The second generation of the vision system posesses RGB Sony Color Camera connected to a Matrox Millenium II frame grabber. It is run on the MS Windows platform.
Further, filtering algorithms used for extraction of desired information from the colored image are presented. First is the searching algorithm, the second may be called the "recognizer". Searching algorithm works with colored image and looks for the objects that satisfy condition of their size. Each object (the robot and the ball) has a specific color. The main condition is that the object contains at least the given amount of pixels of searched color. Once the searching algorithm has finished its work, the recognizer can start. It has to determine whether the object found is a part of a robot or a ball or it is just some interference. This process is based on a priori information about color and position derived using linear prediction.

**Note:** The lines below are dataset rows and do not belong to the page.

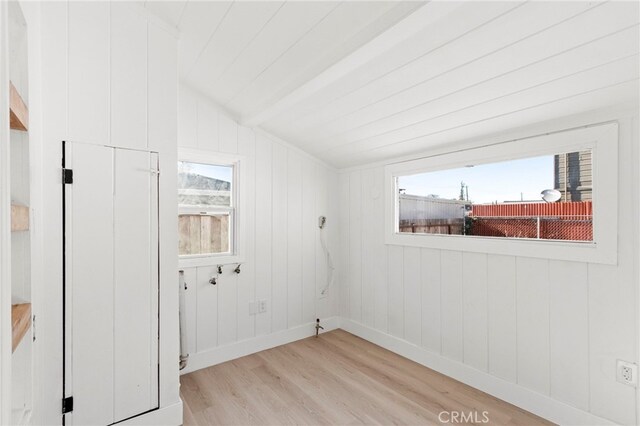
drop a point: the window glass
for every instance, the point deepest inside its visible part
(547, 198)
(204, 184)
(206, 209)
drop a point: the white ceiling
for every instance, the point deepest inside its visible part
(355, 82)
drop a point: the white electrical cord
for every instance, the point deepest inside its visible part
(329, 260)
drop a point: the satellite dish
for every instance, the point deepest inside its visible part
(551, 195)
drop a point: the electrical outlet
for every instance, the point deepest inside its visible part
(627, 373)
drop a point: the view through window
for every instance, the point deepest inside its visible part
(206, 208)
(547, 198)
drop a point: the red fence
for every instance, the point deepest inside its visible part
(579, 208)
(556, 221)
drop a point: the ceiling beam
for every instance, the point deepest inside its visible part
(415, 22)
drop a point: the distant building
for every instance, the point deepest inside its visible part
(573, 176)
(431, 215)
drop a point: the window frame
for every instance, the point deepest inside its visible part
(601, 139)
(236, 241)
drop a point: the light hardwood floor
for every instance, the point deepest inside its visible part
(337, 378)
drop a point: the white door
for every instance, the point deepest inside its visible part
(111, 283)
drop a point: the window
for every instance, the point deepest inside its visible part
(548, 196)
(207, 202)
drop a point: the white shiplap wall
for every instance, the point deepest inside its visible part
(284, 193)
(553, 327)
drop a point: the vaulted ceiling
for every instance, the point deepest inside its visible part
(355, 82)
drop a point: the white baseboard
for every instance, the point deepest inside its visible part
(534, 402)
(167, 416)
(235, 350)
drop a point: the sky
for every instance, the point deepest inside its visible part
(218, 172)
(488, 183)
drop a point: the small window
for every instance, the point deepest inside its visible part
(545, 197)
(206, 208)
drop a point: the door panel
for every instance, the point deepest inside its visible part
(112, 284)
(136, 338)
(89, 283)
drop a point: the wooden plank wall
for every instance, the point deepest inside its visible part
(283, 194)
(555, 327)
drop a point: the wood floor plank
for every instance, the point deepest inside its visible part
(337, 378)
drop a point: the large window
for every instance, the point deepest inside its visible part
(545, 197)
(551, 196)
(207, 209)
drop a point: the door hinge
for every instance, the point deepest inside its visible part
(67, 175)
(67, 405)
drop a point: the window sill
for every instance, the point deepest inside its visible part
(195, 261)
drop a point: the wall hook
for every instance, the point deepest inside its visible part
(318, 326)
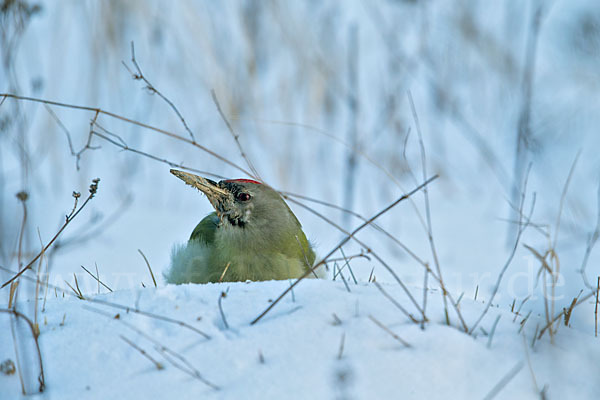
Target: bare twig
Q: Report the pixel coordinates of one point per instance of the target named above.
(591, 243)
(596, 309)
(221, 297)
(236, 137)
(17, 314)
(343, 242)
(522, 227)
(304, 255)
(224, 272)
(122, 307)
(489, 344)
(563, 197)
(425, 290)
(394, 302)
(150, 87)
(389, 331)
(93, 189)
(504, 381)
(97, 279)
(143, 352)
(130, 121)
(166, 352)
(428, 216)
(341, 349)
(149, 268)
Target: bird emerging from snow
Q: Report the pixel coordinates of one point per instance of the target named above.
(251, 235)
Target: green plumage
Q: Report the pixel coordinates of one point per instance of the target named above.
(256, 239)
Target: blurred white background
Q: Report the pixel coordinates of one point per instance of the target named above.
(497, 86)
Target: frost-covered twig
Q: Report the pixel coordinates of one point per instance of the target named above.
(93, 189)
(343, 242)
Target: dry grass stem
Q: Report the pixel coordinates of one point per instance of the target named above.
(343, 242)
(143, 352)
(221, 297)
(235, 136)
(507, 263)
(140, 76)
(93, 189)
(149, 267)
(428, 217)
(34, 334)
(389, 331)
(97, 279)
(504, 381)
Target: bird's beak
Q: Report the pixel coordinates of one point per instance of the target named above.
(215, 194)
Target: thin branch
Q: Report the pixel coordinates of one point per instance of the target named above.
(41, 378)
(235, 136)
(563, 197)
(221, 297)
(389, 331)
(343, 242)
(143, 352)
(122, 307)
(152, 89)
(504, 381)
(428, 215)
(149, 268)
(394, 302)
(93, 189)
(166, 352)
(96, 278)
(510, 257)
(133, 122)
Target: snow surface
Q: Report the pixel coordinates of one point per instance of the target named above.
(282, 78)
(299, 341)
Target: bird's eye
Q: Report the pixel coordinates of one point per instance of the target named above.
(244, 196)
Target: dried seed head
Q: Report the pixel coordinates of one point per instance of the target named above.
(22, 195)
(94, 186)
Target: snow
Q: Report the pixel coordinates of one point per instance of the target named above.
(280, 71)
(299, 341)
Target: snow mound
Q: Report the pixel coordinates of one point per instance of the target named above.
(321, 343)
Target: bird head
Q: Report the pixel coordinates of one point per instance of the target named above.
(241, 202)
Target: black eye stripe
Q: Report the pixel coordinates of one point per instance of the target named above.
(243, 196)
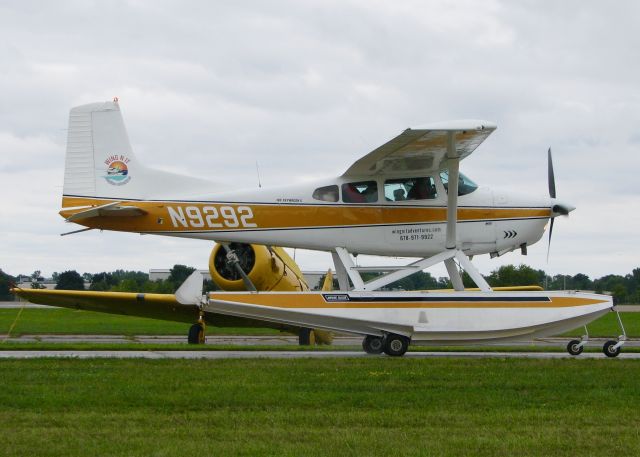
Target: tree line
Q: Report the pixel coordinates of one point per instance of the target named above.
(625, 289)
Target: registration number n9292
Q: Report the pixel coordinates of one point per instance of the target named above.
(211, 216)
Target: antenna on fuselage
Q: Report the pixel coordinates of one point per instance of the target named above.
(258, 173)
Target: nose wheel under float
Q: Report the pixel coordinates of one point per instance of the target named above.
(611, 348)
(390, 344)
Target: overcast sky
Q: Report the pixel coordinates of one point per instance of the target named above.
(305, 88)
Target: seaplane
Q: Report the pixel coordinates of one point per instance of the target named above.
(406, 198)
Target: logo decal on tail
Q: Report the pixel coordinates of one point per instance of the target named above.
(117, 173)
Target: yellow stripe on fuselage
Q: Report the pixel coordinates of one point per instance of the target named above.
(164, 216)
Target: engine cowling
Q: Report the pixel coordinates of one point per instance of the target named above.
(267, 268)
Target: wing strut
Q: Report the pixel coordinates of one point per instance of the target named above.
(453, 165)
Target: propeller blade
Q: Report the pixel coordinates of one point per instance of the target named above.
(549, 244)
(233, 259)
(551, 177)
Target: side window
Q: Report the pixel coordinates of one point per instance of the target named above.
(360, 192)
(326, 193)
(465, 185)
(403, 189)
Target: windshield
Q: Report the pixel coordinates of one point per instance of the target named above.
(465, 185)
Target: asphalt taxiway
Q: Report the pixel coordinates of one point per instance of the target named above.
(292, 355)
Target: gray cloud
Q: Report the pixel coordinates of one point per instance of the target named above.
(305, 88)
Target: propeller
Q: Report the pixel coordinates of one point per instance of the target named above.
(234, 261)
(558, 208)
(552, 194)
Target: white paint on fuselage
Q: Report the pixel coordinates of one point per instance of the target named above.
(420, 240)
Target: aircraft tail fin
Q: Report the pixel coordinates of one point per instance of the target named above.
(100, 161)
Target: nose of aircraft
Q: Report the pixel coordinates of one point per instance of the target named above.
(560, 208)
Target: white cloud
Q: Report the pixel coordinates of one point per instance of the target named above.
(305, 88)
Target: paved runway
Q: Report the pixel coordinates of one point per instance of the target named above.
(290, 355)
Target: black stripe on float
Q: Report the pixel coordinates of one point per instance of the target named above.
(339, 298)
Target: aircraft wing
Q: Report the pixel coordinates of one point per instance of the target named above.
(422, 149)
(155, 306)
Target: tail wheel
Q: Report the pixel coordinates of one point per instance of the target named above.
(306, 337)
(610, 350)
(396, 345)
(373, 344)
(196, 334)
(574, 347)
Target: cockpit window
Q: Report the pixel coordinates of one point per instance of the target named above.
(465, 185)
(403, 189)
(326, 193)
(360, 192)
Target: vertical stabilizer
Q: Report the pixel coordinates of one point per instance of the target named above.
(100, 162)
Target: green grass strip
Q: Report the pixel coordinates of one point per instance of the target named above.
(335, 407)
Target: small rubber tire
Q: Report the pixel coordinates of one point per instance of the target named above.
(395, 345)
(304, 336)
(373, 344)
(574, 348)
(196, 334)
(609, 350)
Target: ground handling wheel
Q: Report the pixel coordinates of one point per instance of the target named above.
(610, 350)
(373, 344)
(574, 347)
(395, 345)
(306, 337)
(196, 334)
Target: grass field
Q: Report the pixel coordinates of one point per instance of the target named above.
(66, 321)
(373, 406)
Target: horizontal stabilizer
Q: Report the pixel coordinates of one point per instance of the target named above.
(115, 209)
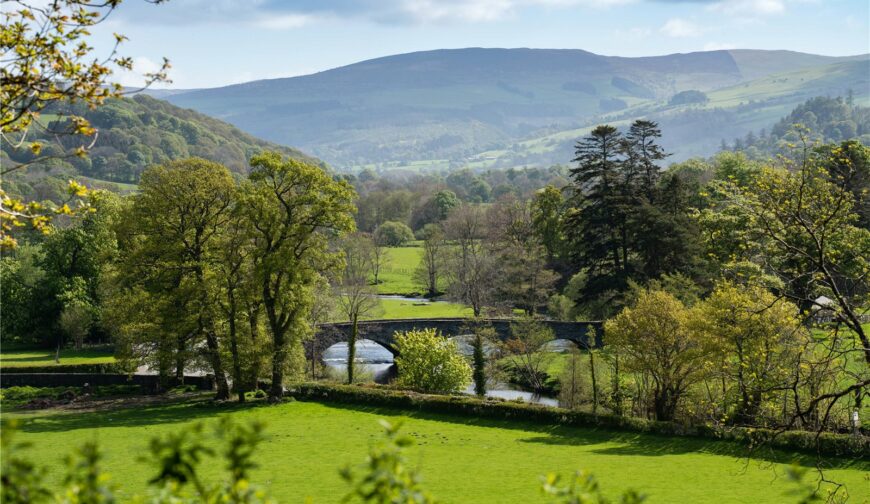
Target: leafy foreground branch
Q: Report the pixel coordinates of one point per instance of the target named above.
(384, 477)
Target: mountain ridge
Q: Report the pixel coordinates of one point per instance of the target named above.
(450, 104)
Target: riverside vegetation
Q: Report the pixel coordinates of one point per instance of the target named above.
(733, 290)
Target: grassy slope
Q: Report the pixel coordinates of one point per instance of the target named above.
(461, 459)
(17, 358)
(397, 273)
(398, 309)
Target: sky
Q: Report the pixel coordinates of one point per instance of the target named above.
(213, 43)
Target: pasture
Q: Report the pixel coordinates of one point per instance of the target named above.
(461, 459)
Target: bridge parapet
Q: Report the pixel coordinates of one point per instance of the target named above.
(383, 331)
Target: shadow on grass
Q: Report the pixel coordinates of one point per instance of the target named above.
(613, 442)
(616, 442)
(131, 415)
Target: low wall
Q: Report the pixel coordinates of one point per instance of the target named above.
(149, 383)
(382, 331)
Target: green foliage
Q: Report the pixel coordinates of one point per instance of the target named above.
(385, 477)
(393, 234)
(655, 339)
(430, 363)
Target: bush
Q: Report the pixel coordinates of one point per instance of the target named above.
(842, 445)
(105, 368)
(430, 363)
(393, 234)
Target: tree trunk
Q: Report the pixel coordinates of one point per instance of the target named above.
(238, 381)
(351, 348)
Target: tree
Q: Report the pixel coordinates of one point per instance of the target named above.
(758, 339)
(547, 212)
(393, 234)
(46, 60)
(522, 279)
(428, 272)
(177, 218)
(640, 141)
(805, 228)
(429, 362)
(482, 335)
(356, 298)
(471, 268)
(292, 208)
(654, 338)
(597, 224)
(525, 353)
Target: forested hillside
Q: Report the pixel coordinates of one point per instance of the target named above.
(511, 107)
(825, 119)
(132, 134)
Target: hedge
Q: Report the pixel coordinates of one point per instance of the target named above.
(103, 368)
(825, 443)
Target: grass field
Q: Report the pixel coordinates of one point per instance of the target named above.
(461, 459)
(397, 309)
(17, 358)
(397, 273)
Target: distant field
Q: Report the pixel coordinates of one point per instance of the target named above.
(397, 274)
(19, 358)
(461, 459)
(397, 309)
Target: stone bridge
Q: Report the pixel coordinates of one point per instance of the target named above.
(383, 331)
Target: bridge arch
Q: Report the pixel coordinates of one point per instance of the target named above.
(383, 331)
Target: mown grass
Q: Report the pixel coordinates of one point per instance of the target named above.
(461, 459)
(397, 273)
(399, 309)
(19, 358)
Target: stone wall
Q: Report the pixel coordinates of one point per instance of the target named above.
(382, 331)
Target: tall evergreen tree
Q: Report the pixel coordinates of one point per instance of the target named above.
(596, 226)
(644, 154)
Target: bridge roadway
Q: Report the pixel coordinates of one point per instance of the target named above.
(383, 331)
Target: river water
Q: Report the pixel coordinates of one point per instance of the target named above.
(378, 361)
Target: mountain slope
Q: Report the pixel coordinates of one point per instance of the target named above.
(133, 133)
(453, 104)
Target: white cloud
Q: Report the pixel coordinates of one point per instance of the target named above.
(633, 33)
(136, 78)
(718, 46)
(679, 28)
(750, 8)
(283, 21)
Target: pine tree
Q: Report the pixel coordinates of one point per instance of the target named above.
(597, 226)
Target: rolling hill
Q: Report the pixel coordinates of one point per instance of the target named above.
(473, 104)
(133, 133)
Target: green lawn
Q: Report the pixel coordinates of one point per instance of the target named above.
(18, 358)
(397, 309)
(397, 273)
(461, 459)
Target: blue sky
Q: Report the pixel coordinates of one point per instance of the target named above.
(218, 42)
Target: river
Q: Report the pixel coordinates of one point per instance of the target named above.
(377, 361)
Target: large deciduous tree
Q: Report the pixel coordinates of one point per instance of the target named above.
(654, 339)
(47, 61)
(292, 208)
(177, 218)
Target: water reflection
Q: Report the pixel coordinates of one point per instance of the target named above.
(377, 362)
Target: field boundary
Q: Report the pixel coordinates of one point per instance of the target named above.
(840, 445)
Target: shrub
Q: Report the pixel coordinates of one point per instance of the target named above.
(393, 234)
(810, 442)
(430, 363)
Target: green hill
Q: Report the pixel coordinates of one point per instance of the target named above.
(454, 105)
(132, 133)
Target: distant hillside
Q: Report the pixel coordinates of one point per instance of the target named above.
(133, 133)
(827, 120)
(455, 106)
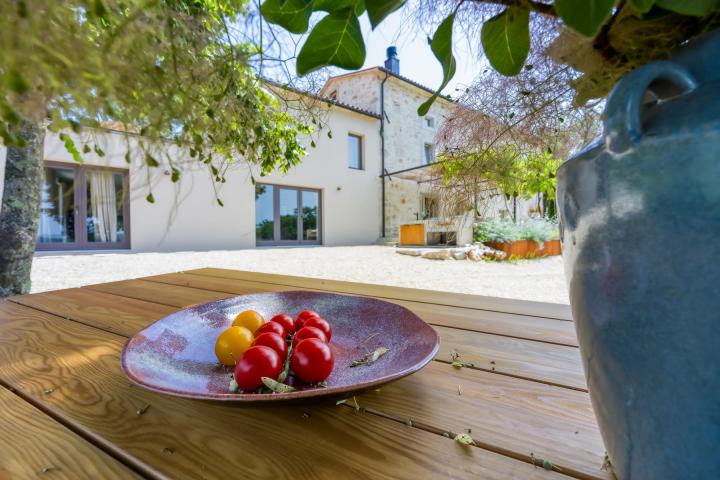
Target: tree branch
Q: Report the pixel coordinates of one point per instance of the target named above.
(532, 5)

Robot control may be divided into four layers. At the highest level the particular actions are chosen using principles based on artificial intelligence. Then, low-level algorithms are performing the path planning. Next, robot controller is attempting to follow the planned trajectory. Finally, the lowest level is represented by particular motor controllers.
For choosing of particular robot actions decision trees are used. A decision tree is an arrangement of tests that prescribes an appropriate test at every step in an analysis. Decision trees classify instances by sorting them down the tree from the root node to some leaf node, which provides the classification of the instance. Each node in the tree specifies a test of some attribute of the instance, and each branch descending from that node corresponds to one of the possible values for this attribute. This process is then repeated at the node on this branch and so on until a leaf node is reached. Attribute values are derived from positions of robots and the ball, and the distances between them. Classes correspond to particular robot actions. After the decision tree has classified the situation on the playground, the resulting action is selected, e.g., GetBall (robot approaches the ball), Defend, GetBehindBall, Dribble, Kick etc. The main advantage of the decision tree approach is the possibility of an easy extension by other classes (actions) that may be used for the design of more sophisticated control strategies.
Path planning is performed by means of the vector fields. In this method the robot - represented by a point - behaves like a particle moving under the influence of an artificial potential produced by the goal and the obstacles. The goal configuration generates an attractive potential pulling the robot towards the goal, and the obstacles produce a repulsive potential which pushes the robot away from them. The negated gradient of the total potential is treated as an artificial force applied to the robot. When kicking the ball in the given direction, it is necessary to approach the ball in this direction. To guarantee this, the shape of the potential field is accommodated appropriately.
The vector field determines the desired direction of motion of the robot. Since the robot is equipped with two differential-driven wheels, its motion is subject to non-holonomic constraints, i.e., the robot cannot move sidewise. This fact must be considered in the robot motion control law. While the above mentioned control algorithms are running on the PC, the lowest level is realized directly in the robots.